= Krenar Gashi =

Krenar Gashi (born 1982) is a Kosovar Albanian political scientist, currently based in Belgium as a Basileus doctoral fellow at the Centre for EU Studies, Ghent University. His research interest include international relations, the European Union and the works of Jean Baudrillard, while his expertise is in the political developments in the Western Balkans.

Gashi studied sociology at the University of Pristina, and obtained an MA in Journalism and Communication. In 2013, Gashi obtained an MA (with distinction) in European Politics from the University of Sussex, and was awarded the Jean Monnet Prize by the Sussex European Institute.

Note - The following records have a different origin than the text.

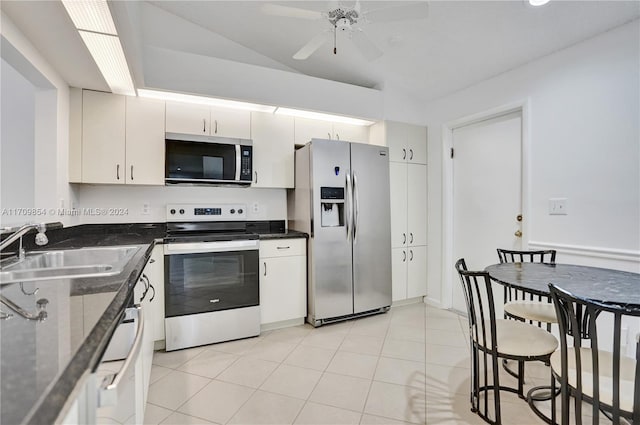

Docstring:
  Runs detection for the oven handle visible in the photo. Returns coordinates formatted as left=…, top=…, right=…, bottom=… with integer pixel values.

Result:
left=164, top=239, right=260, bottom=255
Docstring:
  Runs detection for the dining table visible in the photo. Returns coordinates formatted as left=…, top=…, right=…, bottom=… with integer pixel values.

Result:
left=485, top=263, right=640, bottom=308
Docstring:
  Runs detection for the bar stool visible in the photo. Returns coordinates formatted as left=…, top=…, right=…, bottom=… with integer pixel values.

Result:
left=455, top=258, right=558, bottom=424
left=549, top=284, right=640, bottom=425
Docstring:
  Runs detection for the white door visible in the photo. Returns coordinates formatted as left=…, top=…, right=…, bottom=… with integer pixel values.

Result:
left=451, top=111, right=522, bottom=312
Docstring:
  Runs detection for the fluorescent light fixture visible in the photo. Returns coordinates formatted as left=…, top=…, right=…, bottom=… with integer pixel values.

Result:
left=80, top=31, right=136, bottom=96
left=62, top=0, right=118, bottom=35
left=275, top=108, right=374, bottom=126
left=138, top=89, right=276, bottom=113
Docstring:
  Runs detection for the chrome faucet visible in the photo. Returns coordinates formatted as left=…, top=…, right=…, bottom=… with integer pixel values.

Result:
left=0, top=223, right=49, bottom=260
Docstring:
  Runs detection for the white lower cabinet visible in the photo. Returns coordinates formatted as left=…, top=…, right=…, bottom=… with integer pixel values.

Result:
left=391, top=246, right=427, bottom=301
left=260, top=239, right=307, bottom=324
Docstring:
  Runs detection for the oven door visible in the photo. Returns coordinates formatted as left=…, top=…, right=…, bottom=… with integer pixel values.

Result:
left=164, top=240, right=260, bottom=318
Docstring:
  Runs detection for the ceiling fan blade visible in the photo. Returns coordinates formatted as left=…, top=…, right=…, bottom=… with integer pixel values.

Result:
left=363, top=2, right=429, bottom=23
left=293, top=31, right=330, bottom=60
left=351, top=30, right=382, bottom=62
left=262, top=3, right=322, bottom=21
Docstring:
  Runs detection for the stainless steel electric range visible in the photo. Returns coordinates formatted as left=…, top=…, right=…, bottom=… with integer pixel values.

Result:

Gashi started his career as a reporter, having worked for key Kosovo print and broadcast media. He reported for the Financial Times and was the Kosovo Editor of the Balkan Investigative Reporting Network, where he edited Balkan Insight and established Kosovo's only English-language newspaper, Prishtina Insight.

In 2009, Gashi joined KIPRED institute, Kosovo's first think tank, initially as a research director and later executive director. In 2011 he established the Institute for Development Policy (INDEP) a think tank that focuses on democratisation and sustainable development. Under Gashi's leadership INDEP became the most influential think tank in Kosovo, working closely with the Assembly of Kosovo and its parliamentary committees.

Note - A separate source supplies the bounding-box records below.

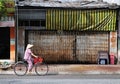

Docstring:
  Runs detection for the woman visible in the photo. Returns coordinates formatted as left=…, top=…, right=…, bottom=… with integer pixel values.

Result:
left=24, top=44, right=37, bottom=73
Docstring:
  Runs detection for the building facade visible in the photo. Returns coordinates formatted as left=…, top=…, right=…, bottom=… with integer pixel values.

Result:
left=16, top=1, right=118, bottom=64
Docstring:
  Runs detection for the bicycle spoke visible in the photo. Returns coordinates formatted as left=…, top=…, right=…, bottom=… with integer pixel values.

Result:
left=14, top=63, right=27, bottom=76
left=35, top=63, right=48, bottom=76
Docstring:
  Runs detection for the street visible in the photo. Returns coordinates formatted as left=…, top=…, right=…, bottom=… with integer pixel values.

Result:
left=0, top=74, right=120, bottom=84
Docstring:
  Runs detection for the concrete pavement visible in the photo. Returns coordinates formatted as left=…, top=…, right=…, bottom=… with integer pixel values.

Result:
left=0, top=64, right=120, bottom=74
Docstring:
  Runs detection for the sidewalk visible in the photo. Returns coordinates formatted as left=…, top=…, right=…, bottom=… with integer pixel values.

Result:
left=0, top=64, right=120, bottom=74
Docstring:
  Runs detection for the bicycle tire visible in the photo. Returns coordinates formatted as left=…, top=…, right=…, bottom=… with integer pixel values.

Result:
left=14, top=62, right=27, bottom=76
left=35, top=63, right=48, bottom=76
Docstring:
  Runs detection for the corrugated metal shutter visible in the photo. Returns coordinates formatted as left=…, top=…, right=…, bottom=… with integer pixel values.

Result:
left=76, top=32, right=109, bottom=63
left=28, top=31, right=109, bottom=63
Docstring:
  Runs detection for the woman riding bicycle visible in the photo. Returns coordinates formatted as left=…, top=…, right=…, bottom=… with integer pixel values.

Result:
left=24, top=44, right=38, bottom=73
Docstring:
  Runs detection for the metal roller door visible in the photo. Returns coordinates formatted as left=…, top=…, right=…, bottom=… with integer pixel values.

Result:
left=28, top=31, right=109, bottom=63
left=76, top=32, right=109, bottom=63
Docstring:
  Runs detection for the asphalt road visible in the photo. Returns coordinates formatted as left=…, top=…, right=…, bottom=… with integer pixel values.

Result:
left=0, top=75, right=120, bottom=84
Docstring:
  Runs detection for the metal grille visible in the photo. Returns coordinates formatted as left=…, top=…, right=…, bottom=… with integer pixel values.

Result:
left=28, top=31, right=109, bottom=63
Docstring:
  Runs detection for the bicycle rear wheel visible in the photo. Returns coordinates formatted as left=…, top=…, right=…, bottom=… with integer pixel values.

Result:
left=35, top=63, right=48, bottom=76
left=14, top=62, right=27, bottom=76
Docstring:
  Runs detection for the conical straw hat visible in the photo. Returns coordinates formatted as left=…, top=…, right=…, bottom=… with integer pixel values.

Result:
left=26, top=44, right=33, bottom=49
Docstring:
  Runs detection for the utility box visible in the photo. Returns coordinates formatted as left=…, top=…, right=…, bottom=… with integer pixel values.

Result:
left=98, top=51, right=109, bottom=65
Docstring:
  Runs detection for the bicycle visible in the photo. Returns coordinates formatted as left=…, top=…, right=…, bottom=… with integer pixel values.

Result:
left=14, top=57, right=48, bottom=76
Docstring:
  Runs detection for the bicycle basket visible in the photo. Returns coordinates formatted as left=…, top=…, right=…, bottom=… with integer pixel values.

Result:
left=34, top=57, right=43, bottom=63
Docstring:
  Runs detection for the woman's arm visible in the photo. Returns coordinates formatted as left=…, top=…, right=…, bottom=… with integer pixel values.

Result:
left=31, top=53, right=38, bottom=58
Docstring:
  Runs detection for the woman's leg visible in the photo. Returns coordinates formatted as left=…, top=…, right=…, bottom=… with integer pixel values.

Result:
left=27, top=60, right=33, bottom=72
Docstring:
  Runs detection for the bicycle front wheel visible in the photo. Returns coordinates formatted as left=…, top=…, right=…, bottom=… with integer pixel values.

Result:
left=14, top=62, right=27, bottom=76
left=35, top=63, right=48, bottom=76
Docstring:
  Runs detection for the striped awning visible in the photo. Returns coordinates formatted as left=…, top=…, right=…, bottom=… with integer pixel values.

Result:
left=46, top=9, right=117, bottom=31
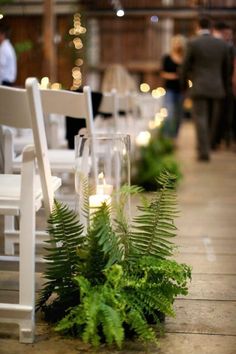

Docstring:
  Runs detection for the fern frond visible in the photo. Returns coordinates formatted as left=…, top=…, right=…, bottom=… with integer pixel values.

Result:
left=130, top=172, right=177, bottom=258
left=37, top=200, right=85, bottom=308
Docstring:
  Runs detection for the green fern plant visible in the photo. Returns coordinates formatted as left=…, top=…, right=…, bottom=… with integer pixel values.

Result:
left=130, top=172, right=177, bottom=258
left=38, top=172, right=191, bottom=347
left=36, top=200, right=85, bottom=321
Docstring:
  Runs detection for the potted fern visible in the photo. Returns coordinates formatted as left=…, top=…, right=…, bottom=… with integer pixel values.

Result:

His publications include papers on democratization, election reform, development policy and European integration. He wrote Kosovo sections of Bertelsmann Foundation's Transformation Index and Freedom House's Nation in Transit report, which is one of the most eminent publication assessing the democratization process in the world.

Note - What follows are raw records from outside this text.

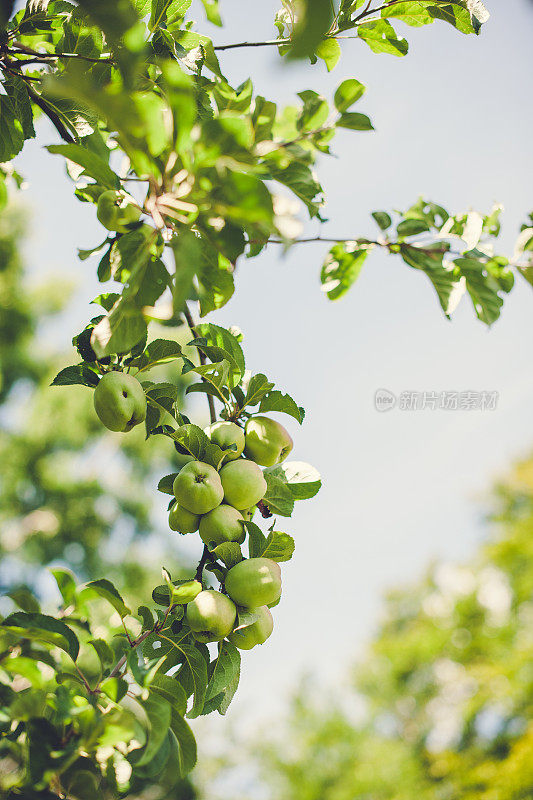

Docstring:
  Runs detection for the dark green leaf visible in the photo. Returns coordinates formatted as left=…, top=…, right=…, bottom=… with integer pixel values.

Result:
left=336, top=111, right=374, bottom=131
left=50, top=364, right=100, bottom=389
left=46, top=144, right=120, bottom=189
left=2, top=611, right=80, bottom=661
left=259, top=389, right=305, bottom=425
left=320, top=242, right=370, bottom=300
left=334, top=78, right=366, bottom=114
left=263, top=467, right=294, bottom=517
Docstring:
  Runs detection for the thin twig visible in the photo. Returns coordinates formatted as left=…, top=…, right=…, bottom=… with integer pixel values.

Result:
left=213, top=39, right=291, bottom=50
left=183, top=303, right=217, bottom=423
left=194, top=544, right=211, bottom=583
left=21, top=80, right=76, bottom=144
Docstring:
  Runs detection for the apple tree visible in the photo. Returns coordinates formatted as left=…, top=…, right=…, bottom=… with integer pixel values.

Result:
left=0, top=0, right=533, bottom=798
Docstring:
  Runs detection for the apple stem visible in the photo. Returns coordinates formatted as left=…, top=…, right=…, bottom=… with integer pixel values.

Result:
left=183, top=303, right=217, bottom=424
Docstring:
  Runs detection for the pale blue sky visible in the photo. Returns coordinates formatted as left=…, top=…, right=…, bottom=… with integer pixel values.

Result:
left=11, top=0, right=533, bottom=752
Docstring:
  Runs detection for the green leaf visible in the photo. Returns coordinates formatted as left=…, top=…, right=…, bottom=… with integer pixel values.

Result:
left=78, top=0, right=138, bottom=42
left=2, top=611, right=80, bottom=661
left=135, top=692, right=172, bottom=767
left=334, top=78, right=366, bottom=114
left=50, top=567, right=76, bottom=606
left=315, top=39, right=341, bottom=72
left=46, top=144, right=120, bottom=189
left=261, top=531, right=294, bottom=561
left=91, top=296, right=147, bottom=358
left=269, top=161, right=323, bottom=218
left=281, top=461, right=322, bottom=500
left=198, top=0, right=222, bottom=27
left=289, top=0, right=333, bottom=58
left=202, top=641, right=241, bottom=714
left=242, top=372, right=274, bottom=408
left=129, top=339, right=182, bottom=371
left=3, top=74, right=35, bottom=139
left=170, top=230, right=202, bottom=315
left=372, top=211, right=392, bottom=231
left=197, top=248, right=235, bottom=317
left=400, top=244, right=465, bottom=316
left=263, top=466, right=294, bottom=517
left=381, top=0, right=434, bottom=28
left=78, top=578, right=131, bottom=618
left=357, top=19, right=409, bottom=56
left=7, top=586, right=41, bottom=614
left=244, top=520, right=267, bottom=558
left=171, top=424, right=225, bottom=469
left=335, top=111, right=374, bottom=131
left=0, top=94, right=24, bottom=162
left=176, top=644, right=209, bottom=719
left=50, top=363, right=100, bottom=389
left=211, top=542, right=242, bottom=569
left=428, top=0, right=482, bottom=34
left=454, top=258, right=503, bottom=325
left=100, top=678, right=128, bottom=703
left=157, top=472, right=179, bottom=494
left=194, top=322, right=246, bottom=377
left=170, top=714, right=196, bottom=778
left=88, top=639, right=115, bottom=670
left=150, top=672, right=187, bottom=716
left=320, top=242, right=371, bottom=300
left=396, top=219, right=429, bottom=236
left=259, top=389, right=305, bottom=425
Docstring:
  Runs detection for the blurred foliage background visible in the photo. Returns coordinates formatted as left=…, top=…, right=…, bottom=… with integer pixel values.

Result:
left=219, top=459, right=533, bottom=800
left=0, top=205, right=533, bottom=800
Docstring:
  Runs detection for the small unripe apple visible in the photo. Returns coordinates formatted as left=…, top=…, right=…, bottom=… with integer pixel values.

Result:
left=205, top=422, right=244, bottom=461
left=228, top=606, right=274, bottom=650
left=94, top=372, right=146, bottom=432
left=220, top=458, right=267, bottom=511
left=225, top=557, right=281, bottom=608
left=168, top=500, right=200, bottom=533
left=96, top=189, right=142, bottom=233
left=200, top=503, right=245, bottom=550
left=136, top=222, right=165, bottom=258
left=173, top=461, right=224, bottom=514
left=187, top=589, right=237, bottom=643
left=244, top=417, right=293, bottom=467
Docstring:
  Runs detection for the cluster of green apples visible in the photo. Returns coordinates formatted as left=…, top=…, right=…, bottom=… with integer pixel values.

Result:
left=94, top=371, right=293, bottom=650
left=169, top=416, right=292, bottom=650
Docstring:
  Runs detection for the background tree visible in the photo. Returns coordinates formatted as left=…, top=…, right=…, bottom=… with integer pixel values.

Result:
left=0, top=0, right=530, bottom=798
left=237, top=459, right=533, bottom=800
left=0, top=209, right=190, bottom=598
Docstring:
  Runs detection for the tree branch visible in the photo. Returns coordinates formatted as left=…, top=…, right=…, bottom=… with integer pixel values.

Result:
left=183, top=303, right=217, bottom=424
left=213, top=39, right=291, bottom=50
left=24, top=82, right=76, bottom=144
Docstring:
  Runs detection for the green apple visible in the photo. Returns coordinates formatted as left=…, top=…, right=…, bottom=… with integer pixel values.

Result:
left=241, top=506, right=257, bottom=522
left=173, top=461, right=224, bottom=514
left=94, top=372, right=146, bottom=432
left=174, top=442, right=196, bottom=469
left=168, top=500, right=200, bottom=533
left=244, top=417, right=292, bottom=467
left=225, top=558, right=281, bottom=608
left=187, top=589, right=237, bottom=643
left=200, top=503, right=245, bottom=550
left=136, top=222, right=165, bottom=258
left=96, top=189, right=142, bottom=233
left=228, top=606, right=274, bottom=650
left=205, top=422, right=244, bottom=461
left=220, top=458, right=267, bottom=511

He appears frequently in national and international media and engages in public debates on politics of Kosovo, the Western Balkans and the European Union.

== Awards ==

- Best Written Story in Kosovo 2007, awarded by the Association of Professional Journalists of Kosovo
Chevening Scholarship 2012/13, awarded by the United Kingdom's Foreign and Commonwealth Office
The Jean Monnet Prize 2013, awarded by the Sussex European Institute
Basileus V Erasmus Mundus Scholarship, awarded by the European Commission

== Recent Publications ==
- Gashi, K. (2014) Nations in Transit: Kosovo. New York: Freedom House.
- Gashi, K. (2013) The 2013 Agreement between Kosovo and Serbia: A success story or a missed opportunity, in Felberbauer, E. and Jurekovic, P. (eds.) Regional Co-operation and Reconciliation in the Aftermath of the ICTY verdicts: Continuation or Stalemate? Vienna: Austrian Federal Ministry of Defence and Sports.
- Gashi, K. (2013) Nations in Transit Kosovo 2013, in Habdank–Kołaczkowska, S. (ed) Nations in Transit 2013. New York: Freedom House.
- Gashi, K. and Shahini, B. (2012) EU in Kosovo, Kosovo in the EU, in Swoboda, H., Stetter, E. and Wierma J.M. (eds) EU Enlargement Anno 2012. Brussels: FESP Solidar.
- Gashi K. (2012) Nations in Transit Kosovo 2012, in Walker, C., and Habdank–Kołaczkowska, S. (eds) Nations in Transit 2012, New York: Freedom House.
- Gashi, K. and Qavdarbasha S., (2012) The State of Media in Kosovo. Pristina: INDEP.
- Gashi, K, and Qosaj-Mustafa, A. (2011) Strengthening the Rule of Law in Kosovo: The Fight AgainstCorruption and Organised Crime. Pristina: KIPRED.
- Gashi, K. (2010) The Fragile Triangle: Coordination of Judges, *Prosecutors and Police duringCriminal Proceedings in Kosovo. Pristina: KIPRED.
- Gashi, K. (2009) Circulation and Politicisation of the Print Media in Kosovo. Pristina: OSCE.